Rincari fino al 900%: “Una politica dei prezzi ingiustificata”
Secondo Senese, ci troviamo davanti a una “politica dei prezzi ingiustificata” che finisce per punire chi è stato costretto a lasciare la Calabria in cerca di occasioni migliori. I rincari, spinti da alta domanda e algoritmi dinamici, possono toccare picchi del 900% rispetto alle tariffe medie, trasformando il rientro a casa in un vero e proprio salasso.
Una crisi che colpisce i più fragili
La sindacalista ricorda come il tutto si inserisca in un contesto già segnato da una forte crisi economica, che grava soprattutto su giovani e lavoratori con stipendi medi o bassi. “Ostacolare il rientro per le festività — sottolinea — significa una sconfitta per tutti: politica, società, economia”.

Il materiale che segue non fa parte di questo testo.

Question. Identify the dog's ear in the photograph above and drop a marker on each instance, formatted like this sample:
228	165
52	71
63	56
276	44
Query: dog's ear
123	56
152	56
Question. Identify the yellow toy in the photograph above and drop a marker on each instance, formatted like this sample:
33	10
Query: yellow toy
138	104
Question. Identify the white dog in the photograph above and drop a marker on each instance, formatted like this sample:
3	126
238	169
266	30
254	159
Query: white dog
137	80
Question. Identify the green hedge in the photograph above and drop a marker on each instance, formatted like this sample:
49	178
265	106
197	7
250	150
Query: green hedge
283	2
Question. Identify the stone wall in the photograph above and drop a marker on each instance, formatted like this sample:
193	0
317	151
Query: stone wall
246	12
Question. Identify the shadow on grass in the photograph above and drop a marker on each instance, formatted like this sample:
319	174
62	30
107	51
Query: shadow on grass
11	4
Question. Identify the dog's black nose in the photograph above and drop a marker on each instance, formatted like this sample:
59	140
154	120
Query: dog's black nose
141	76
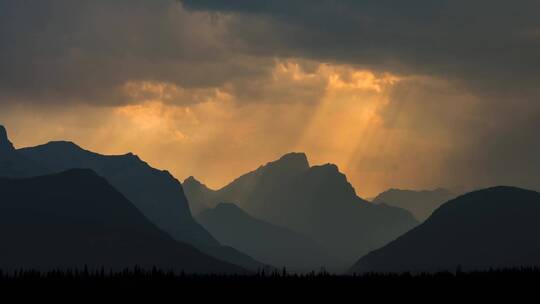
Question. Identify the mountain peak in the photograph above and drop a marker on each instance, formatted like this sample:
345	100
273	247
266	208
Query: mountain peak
5	144
292	161
192	180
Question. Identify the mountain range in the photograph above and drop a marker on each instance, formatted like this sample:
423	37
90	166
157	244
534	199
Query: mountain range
316	201
157	194
491	228
75	218
420	203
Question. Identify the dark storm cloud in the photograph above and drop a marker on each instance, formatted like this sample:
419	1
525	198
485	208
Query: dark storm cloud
488	45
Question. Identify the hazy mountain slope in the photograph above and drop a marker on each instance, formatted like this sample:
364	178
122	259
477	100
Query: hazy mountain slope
496	227
12	163
316	201
420	203
278	246
157	194
76	218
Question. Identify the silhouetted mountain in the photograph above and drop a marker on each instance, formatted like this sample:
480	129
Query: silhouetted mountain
76	218
157	194
12	163
199	195
420	203
278	246
315	201
491	228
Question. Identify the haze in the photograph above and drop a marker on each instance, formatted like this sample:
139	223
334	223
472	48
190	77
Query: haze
216	88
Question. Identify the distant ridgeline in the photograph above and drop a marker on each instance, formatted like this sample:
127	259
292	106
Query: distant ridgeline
63	207
420	203
156	194
317	202
491	228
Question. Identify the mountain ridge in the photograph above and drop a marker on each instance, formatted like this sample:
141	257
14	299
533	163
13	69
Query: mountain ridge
75	218
489	228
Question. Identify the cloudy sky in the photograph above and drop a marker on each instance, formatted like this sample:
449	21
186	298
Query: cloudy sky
407	94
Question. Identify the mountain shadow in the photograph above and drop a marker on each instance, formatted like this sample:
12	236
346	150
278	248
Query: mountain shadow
420	203
76	218
157	194
491	228
277	246
13	163
315	201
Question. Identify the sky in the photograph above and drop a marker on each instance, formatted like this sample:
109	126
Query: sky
399	94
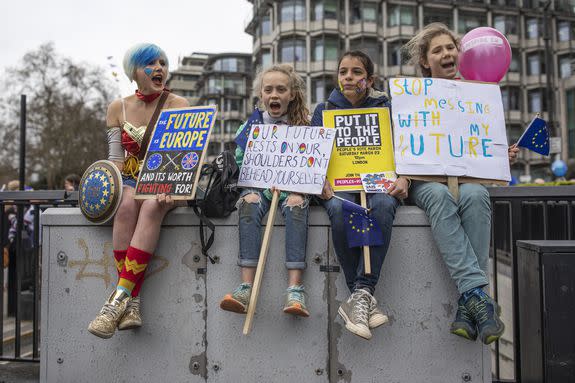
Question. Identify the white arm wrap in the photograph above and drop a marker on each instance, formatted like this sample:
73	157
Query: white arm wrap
115	150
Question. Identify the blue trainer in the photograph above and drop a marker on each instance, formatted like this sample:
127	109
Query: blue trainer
485	311
464	324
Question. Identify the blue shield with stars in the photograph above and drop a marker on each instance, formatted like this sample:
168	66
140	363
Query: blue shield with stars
100	191
361	229
536	137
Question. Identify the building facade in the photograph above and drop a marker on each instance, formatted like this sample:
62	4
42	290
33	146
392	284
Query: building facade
311	35
184	80
224	80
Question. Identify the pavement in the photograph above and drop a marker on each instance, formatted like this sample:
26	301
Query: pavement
19	372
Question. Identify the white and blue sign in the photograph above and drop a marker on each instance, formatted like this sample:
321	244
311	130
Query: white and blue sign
175	152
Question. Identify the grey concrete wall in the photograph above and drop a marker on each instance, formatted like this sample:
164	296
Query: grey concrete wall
187	338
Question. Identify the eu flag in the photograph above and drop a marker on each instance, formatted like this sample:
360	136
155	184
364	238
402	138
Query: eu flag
242	137
361	229
536	137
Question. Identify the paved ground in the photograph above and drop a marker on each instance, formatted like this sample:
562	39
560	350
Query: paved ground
19	372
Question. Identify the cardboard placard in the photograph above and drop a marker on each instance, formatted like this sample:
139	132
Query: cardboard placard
449	128
362	145
176	153
290	158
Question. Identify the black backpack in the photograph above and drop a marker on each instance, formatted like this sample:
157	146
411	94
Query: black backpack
219	180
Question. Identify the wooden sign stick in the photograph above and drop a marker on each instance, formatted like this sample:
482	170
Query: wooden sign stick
453	186
261	263
366	254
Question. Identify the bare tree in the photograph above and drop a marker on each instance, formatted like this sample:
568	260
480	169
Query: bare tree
66	114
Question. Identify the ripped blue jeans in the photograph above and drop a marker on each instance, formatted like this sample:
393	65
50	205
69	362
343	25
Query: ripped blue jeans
250	224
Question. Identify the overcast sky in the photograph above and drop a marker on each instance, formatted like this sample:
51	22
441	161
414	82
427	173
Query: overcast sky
91	31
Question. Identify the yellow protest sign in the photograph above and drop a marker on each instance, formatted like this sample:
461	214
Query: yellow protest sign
363	144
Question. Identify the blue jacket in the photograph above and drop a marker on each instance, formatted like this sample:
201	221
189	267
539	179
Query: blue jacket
375	98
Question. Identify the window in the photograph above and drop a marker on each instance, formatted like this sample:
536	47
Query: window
266	25
320	89
266	58
505	24
469	21
570	95
292	10
432	15
565	66
565	6
537	103
324	10
213	148
234	105
371	46
400	15
511	97
395	55
231	126
364	11
230	145
564	31
234	86
515	65
229	65
214	85
532	28
509	3
292	50
535	64
325	49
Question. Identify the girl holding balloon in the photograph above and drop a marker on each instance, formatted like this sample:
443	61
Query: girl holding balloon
461	228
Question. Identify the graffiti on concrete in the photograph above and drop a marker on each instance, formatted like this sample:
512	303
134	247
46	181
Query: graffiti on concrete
104	267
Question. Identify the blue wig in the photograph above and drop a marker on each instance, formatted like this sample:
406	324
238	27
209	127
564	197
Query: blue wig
141	55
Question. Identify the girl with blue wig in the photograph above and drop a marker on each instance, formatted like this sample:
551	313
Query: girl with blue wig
137	223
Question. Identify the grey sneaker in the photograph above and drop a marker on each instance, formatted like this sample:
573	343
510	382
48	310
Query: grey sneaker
295	301
104	325
237	301
355	312
376	316
131	318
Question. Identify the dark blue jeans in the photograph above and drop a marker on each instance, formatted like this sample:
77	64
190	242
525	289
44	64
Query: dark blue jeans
383	209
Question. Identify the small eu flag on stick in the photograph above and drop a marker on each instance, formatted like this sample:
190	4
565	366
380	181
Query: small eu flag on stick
361	229
536	137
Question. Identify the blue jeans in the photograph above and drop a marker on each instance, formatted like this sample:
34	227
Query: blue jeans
383	209
250	223
461	229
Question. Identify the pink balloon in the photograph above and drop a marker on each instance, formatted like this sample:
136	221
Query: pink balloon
485	55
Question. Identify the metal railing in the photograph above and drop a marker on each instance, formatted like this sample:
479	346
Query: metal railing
25	266
524	213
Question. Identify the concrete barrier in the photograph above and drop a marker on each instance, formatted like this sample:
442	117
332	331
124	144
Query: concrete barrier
187	338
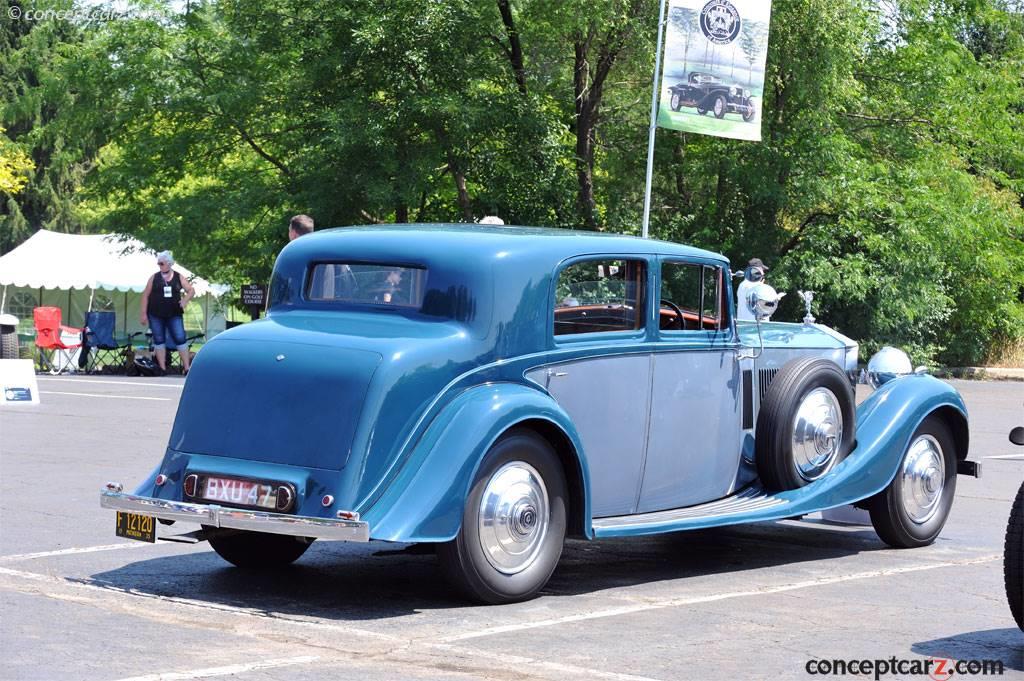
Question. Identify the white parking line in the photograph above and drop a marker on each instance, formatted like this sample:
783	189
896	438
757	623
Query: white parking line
84	549
93	394
521	663
224	671
675	602
109	590
177	386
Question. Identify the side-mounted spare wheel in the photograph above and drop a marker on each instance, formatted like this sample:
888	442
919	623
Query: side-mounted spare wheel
513	523
805	425
911	511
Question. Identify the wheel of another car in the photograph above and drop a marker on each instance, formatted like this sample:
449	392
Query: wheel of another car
1013	559
805	425
8	342
258	550
719	105
911	511
513	523
751	113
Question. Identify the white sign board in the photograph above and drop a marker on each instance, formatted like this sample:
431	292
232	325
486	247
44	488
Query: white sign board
17	383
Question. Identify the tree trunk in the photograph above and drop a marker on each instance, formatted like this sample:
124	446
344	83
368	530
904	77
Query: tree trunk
586	108
515	47
460	184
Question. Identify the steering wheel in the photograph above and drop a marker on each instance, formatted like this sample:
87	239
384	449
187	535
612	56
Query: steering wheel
679	322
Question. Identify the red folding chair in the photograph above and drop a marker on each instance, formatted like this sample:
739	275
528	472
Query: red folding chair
55	343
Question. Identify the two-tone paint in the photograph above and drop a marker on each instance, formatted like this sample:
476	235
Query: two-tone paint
389	411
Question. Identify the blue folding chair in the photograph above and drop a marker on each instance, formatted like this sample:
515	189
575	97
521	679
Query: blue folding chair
99	347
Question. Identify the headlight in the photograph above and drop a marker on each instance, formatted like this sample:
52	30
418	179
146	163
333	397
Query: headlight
889	363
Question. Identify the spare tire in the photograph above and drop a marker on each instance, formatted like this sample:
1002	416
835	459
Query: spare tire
805	425
8	342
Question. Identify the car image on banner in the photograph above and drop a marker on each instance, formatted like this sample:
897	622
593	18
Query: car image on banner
713	81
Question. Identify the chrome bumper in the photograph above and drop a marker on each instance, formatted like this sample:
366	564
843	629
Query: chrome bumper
220	516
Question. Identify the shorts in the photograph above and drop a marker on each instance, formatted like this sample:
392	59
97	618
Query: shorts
167	331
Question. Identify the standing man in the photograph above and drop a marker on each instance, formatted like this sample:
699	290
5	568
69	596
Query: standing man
299	225
164	300
753	277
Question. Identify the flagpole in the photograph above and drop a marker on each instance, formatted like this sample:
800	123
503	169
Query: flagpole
653	120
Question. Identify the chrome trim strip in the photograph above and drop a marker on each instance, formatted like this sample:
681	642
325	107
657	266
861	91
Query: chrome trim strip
220	516
751	499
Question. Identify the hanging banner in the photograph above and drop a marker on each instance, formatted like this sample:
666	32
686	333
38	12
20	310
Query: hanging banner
713	81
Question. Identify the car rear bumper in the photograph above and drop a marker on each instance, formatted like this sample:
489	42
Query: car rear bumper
236	518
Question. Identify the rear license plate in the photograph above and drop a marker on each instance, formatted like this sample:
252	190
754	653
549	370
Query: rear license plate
137	526
240	493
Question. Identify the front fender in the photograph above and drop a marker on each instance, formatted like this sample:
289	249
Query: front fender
886	421
425	501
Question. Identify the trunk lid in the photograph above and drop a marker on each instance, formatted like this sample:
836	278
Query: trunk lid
283	399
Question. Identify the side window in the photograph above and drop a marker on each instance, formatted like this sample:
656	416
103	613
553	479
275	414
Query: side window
691	298
711	298
600	296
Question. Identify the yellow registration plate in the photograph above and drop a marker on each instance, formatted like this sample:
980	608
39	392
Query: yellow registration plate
137	526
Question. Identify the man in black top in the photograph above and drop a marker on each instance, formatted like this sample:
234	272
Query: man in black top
163	308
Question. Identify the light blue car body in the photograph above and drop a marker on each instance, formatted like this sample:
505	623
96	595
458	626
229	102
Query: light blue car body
391	411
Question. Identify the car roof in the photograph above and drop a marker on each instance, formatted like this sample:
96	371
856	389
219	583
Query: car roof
457	242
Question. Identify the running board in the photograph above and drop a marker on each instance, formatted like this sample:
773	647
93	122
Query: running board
752	504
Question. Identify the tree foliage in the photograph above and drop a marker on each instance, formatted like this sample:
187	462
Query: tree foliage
890	180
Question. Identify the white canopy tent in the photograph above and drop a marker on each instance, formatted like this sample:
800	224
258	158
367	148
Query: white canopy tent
80	272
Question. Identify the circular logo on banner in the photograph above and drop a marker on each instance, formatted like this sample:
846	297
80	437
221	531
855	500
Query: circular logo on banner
720	22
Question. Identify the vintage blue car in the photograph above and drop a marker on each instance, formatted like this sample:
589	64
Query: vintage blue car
494	390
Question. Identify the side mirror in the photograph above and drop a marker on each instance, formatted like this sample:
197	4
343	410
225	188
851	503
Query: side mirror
763	299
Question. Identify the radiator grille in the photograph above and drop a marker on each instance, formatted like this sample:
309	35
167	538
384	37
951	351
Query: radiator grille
765	377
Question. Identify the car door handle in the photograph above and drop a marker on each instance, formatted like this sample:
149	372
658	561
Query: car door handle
551	373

La richiesta: interventi urgenti per calmierare i prezzi
Per la Uil Calabria serve “un cambio di passo immediato” e l’adozione di misure concrete per calmierare i prezzi e contrastare dinamiche tariffarie che continuano a pesare in modo sproporzionato sulle tasche dei cittadini. “È necessario un impegno vero — conclude Senese — per tutelare chi ogni anno affronta sacrifici pur di tornare a casa”.